1945, kurz vor Kriegsende. Deutschland ist gespalten - die einen überzeugte Nazis, die anderen flehen, dass der Krieg einfach nur enden mag. Inmitten von all dem ein Junge, der nicht weiß, was er denken soll. Der zehnjährige Felix flieht mit seiner Mutter aus dem zerbombten München in einen kleinen Ort. Sein Vater dient an der Front - etwas worauf Felix stolz ist. Doch gleichzeitig wünscht sich Felix, dass der Krieg endet, sehnt sich nach Frieden. Gefangen zwischen den vermeintlichen Werten und zweifelhaften Versprechen für die Zukunft, weiß er nicht, was er denken und fühlen soll. Als dann die Nachricht von dem Tod seines Vaters kommt , doch dieser kurz darauf ans Fenster klopft, ist die Verwirrung komplett ... "Das Glaszimmer und ein Brief an den Führer" beschreibt das Leben eines Jungen in der Nazizeit. Der Roman handelt von den Gefahren der Verführung durch die Kraft der NS-Symbole, der vermeintlichen "Werte" und zweifelhaften Versprechen für die Zukunft. Darüber hinaus werden die Schrecken des tödlichen Krieges deutlich, die das Leben der Menschen damals bestimmten.Der Film zum Buch erschien am 28.04.2022 in den Kinos!n
Süddeutsche Zeitung | Besprechung von 28.06.2021Brief nach
Braunau
Josef Einwanger erzählt von
seiner Jugend in der NS-Zeit
Josef Einwanger, der mit seinem bayerischen Lausbubenroman, „Toni Goldwascher“, bekannt wurde, beschäftigten schon längere Zeit seine Kindheitserlebnisse am Ende des Zweiten Weltkrieges. Er wollte sie aufschreiben, um den jungen Lesern ein authentisches Bild der NS-Zeit zu vermitteln, um sie kritisch einzustimmen gegen rechte Ideologien, die heute wieder hoffähig geworden sind. Doch erst in diesem Frühjahr konnte er das Manuskript unter dem Titel „Das Glaszimmer und ein Brief an den Führer“ im Buchverlag Kempen veröffentlichen. Obwohl inzwischen 75 Jahre vergangen sind, ist das Besondere an den Erlebnissen seines Alter Egos Felix, dass die Sprache der Zeit zu spüren ist und die Erfahrungen und Erlebnisse eines Zehnjährigen glaubwürdig und sehr authentisch erzählt werden. Zusammen mit seiner Mutter flüchtete er vor dem Bombenterror in München in ein Dorf in der Nähe von Braunau. Hier terrorisiert der Ortsgruppenleiter Feik die Dorfbewohner, und sein Sohn Karri quält die Kinder, und sucht sich sofort Felix als Opfer aus, dessen Vater Soldat ist und dessen Mutter eine sehr kritische Haltung dem Regime gegenüber zeigt. Bei Felix selbst wechseln sich Faszination und Abscheu ab, wenn er das Foto von Hitler anschaut, oder die Gespräche der Erwachsenen über die drohende Niederlage und die Durchhalteparolen der Nazi- Propaganda hört.

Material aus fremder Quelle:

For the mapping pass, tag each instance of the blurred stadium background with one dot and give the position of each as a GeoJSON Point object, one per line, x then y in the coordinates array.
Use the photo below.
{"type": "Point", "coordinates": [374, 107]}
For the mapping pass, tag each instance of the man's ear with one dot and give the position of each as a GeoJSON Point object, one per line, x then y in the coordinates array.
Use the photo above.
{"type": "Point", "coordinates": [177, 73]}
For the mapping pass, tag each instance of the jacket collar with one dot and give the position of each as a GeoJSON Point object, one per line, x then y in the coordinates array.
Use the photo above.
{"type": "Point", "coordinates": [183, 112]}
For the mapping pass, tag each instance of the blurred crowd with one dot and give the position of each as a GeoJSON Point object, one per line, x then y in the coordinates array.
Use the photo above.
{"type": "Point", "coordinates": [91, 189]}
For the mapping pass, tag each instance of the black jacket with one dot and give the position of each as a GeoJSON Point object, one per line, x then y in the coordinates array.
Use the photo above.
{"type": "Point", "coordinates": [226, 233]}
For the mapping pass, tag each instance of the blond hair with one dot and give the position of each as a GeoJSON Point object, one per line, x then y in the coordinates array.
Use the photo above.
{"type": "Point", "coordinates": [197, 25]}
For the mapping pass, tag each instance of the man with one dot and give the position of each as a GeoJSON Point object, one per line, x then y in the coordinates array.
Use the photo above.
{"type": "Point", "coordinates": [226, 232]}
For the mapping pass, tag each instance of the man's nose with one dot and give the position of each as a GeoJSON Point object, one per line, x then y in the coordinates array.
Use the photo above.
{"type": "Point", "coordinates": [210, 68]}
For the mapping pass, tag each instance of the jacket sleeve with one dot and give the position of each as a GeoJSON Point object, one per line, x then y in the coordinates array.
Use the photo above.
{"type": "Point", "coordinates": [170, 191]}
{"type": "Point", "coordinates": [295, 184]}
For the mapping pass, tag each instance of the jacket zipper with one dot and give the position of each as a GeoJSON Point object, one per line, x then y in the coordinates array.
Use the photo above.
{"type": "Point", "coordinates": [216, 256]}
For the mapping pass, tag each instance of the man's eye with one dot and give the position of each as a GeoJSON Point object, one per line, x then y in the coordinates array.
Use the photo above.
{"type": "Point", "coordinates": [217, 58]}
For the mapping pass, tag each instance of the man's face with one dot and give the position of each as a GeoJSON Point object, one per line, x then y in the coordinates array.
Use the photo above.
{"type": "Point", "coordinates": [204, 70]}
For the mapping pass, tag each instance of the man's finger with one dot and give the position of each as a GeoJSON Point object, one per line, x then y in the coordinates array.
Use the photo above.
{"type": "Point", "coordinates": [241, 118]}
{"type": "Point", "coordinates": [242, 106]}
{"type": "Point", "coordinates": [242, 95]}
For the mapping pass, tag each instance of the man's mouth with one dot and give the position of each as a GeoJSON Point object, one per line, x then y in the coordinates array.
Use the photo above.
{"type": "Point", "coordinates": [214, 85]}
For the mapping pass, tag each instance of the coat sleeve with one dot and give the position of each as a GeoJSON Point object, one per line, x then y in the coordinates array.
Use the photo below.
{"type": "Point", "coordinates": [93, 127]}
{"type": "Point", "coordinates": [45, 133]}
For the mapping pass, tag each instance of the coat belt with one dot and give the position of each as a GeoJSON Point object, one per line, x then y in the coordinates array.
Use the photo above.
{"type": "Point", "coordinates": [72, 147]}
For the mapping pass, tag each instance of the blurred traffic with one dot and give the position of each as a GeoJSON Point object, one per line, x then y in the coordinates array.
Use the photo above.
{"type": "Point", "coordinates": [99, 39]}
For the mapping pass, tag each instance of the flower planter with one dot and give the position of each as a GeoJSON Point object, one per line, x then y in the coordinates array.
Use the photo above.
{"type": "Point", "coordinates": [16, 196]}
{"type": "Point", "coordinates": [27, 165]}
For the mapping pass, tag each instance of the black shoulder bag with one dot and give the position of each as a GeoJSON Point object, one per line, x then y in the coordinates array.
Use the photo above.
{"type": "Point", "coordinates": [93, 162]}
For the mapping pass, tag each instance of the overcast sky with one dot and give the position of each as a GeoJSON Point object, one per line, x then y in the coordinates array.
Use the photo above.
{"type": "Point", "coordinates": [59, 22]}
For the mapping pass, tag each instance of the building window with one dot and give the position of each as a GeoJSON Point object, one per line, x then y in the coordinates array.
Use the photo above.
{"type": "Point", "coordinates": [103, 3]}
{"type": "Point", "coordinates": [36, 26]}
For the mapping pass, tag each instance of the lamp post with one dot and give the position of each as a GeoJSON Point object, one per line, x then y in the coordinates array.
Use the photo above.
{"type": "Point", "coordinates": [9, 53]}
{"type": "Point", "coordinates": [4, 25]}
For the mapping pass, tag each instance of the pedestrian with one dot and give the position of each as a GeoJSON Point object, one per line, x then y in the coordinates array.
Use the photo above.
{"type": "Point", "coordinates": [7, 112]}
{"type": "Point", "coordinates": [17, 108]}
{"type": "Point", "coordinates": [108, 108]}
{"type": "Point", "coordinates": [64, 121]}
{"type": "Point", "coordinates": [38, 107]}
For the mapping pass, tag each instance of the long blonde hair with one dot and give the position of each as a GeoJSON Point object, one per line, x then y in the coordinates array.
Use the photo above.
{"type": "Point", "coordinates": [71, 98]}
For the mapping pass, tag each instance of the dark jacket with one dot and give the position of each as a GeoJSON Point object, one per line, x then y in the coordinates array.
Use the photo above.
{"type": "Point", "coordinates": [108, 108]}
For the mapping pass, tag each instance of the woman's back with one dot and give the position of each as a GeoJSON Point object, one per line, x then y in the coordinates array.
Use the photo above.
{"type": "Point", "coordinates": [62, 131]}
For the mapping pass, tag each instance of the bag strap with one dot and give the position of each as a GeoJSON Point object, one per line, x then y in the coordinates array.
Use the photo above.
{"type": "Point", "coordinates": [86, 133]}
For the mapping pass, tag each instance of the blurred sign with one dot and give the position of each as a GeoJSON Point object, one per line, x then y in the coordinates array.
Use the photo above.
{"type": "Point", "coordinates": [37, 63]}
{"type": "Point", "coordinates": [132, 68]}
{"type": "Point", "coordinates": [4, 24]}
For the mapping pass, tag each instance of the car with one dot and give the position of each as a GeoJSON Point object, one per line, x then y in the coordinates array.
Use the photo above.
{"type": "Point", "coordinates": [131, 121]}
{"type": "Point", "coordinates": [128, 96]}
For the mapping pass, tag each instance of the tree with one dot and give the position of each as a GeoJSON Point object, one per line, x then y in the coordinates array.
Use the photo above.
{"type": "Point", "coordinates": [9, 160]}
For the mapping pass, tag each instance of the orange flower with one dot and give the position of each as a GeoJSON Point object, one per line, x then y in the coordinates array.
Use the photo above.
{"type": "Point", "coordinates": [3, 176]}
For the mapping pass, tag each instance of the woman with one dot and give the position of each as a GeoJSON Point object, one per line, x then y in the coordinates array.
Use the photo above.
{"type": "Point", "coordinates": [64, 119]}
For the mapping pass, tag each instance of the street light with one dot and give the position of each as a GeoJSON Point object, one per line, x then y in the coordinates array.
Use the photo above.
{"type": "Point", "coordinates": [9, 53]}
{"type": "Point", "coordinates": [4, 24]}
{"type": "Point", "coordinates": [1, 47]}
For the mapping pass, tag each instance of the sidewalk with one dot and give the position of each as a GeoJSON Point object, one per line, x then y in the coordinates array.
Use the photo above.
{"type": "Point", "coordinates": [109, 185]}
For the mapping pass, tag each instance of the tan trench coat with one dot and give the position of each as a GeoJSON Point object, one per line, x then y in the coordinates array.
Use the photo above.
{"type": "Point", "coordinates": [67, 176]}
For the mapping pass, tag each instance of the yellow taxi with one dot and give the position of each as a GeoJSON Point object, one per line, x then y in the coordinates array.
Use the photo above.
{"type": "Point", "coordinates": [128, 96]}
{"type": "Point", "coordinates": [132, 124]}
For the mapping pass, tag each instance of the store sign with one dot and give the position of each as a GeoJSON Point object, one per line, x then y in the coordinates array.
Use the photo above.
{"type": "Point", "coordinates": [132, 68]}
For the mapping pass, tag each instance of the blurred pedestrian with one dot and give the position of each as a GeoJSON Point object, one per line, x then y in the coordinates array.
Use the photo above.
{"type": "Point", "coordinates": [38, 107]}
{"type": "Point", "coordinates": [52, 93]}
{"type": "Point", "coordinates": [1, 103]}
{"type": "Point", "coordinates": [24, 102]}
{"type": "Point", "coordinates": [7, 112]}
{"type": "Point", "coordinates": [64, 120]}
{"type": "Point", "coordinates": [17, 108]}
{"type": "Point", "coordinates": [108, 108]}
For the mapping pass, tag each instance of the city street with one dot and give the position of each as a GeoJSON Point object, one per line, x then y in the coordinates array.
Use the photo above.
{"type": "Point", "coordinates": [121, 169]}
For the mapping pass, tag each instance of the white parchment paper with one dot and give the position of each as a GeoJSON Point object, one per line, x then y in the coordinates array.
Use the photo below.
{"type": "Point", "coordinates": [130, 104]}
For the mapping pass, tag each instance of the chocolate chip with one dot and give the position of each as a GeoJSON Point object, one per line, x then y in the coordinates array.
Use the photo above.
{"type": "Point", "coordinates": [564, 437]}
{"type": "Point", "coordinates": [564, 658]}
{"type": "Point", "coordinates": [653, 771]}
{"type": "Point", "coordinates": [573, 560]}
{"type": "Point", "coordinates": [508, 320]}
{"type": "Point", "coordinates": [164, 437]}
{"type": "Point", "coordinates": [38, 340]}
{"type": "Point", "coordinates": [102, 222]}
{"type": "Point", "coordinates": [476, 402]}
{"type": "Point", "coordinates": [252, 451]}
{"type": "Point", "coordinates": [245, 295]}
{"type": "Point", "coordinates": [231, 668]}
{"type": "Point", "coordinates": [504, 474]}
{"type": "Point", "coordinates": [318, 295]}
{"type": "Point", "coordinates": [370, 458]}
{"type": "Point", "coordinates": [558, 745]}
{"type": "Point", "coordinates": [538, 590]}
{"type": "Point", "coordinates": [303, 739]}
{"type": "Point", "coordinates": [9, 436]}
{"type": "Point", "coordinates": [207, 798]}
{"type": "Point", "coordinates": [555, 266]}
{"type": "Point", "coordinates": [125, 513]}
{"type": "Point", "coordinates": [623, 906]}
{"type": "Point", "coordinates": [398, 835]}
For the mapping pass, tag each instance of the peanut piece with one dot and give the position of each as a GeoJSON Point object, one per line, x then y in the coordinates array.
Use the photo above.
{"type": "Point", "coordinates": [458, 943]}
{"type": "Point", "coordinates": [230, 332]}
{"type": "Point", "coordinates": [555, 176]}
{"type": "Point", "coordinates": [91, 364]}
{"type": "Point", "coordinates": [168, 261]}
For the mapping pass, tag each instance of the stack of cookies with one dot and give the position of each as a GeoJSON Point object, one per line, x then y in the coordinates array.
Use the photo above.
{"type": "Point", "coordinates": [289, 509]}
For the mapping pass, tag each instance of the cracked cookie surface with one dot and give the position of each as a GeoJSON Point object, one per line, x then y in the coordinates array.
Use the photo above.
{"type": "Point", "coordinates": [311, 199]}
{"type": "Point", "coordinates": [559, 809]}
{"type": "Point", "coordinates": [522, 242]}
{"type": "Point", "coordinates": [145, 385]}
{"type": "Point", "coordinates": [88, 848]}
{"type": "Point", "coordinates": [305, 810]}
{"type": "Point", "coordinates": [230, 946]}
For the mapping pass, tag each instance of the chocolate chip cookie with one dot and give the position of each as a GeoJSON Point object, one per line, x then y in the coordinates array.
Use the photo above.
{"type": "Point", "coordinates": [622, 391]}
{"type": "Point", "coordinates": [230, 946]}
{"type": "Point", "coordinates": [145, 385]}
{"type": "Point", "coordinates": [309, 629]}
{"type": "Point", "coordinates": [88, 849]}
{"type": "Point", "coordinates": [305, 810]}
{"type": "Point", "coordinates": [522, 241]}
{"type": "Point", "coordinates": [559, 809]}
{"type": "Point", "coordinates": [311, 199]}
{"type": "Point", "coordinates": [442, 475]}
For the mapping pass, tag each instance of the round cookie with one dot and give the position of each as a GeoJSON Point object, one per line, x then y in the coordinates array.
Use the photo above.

Immer bleibt die Erzählung in der kindlichen Welt des Jungen, besonders als er das Nachbarmädchen Martha kennenlernt, die sein Dachzimmer sehen darf, dem Glassplitter an den Wänden ein zauberhaftes Aussehen geben, das die Kinder von einer Welt träumen lässt, ohne Tiefflieger, Hunger, Naziterror und Angst um die Väter. Und so hat Martha einen besonderen Einfall: „Aber der Krieg muss aufhören. Dein Papa und mein Papa müssen heimkommen. Weißt du, was wir tun könnten? Wir schreiben ihm einen Brief.“ Mit ihm meinen sie Hitler und fahren selbst mit dem Brief nach Braunau.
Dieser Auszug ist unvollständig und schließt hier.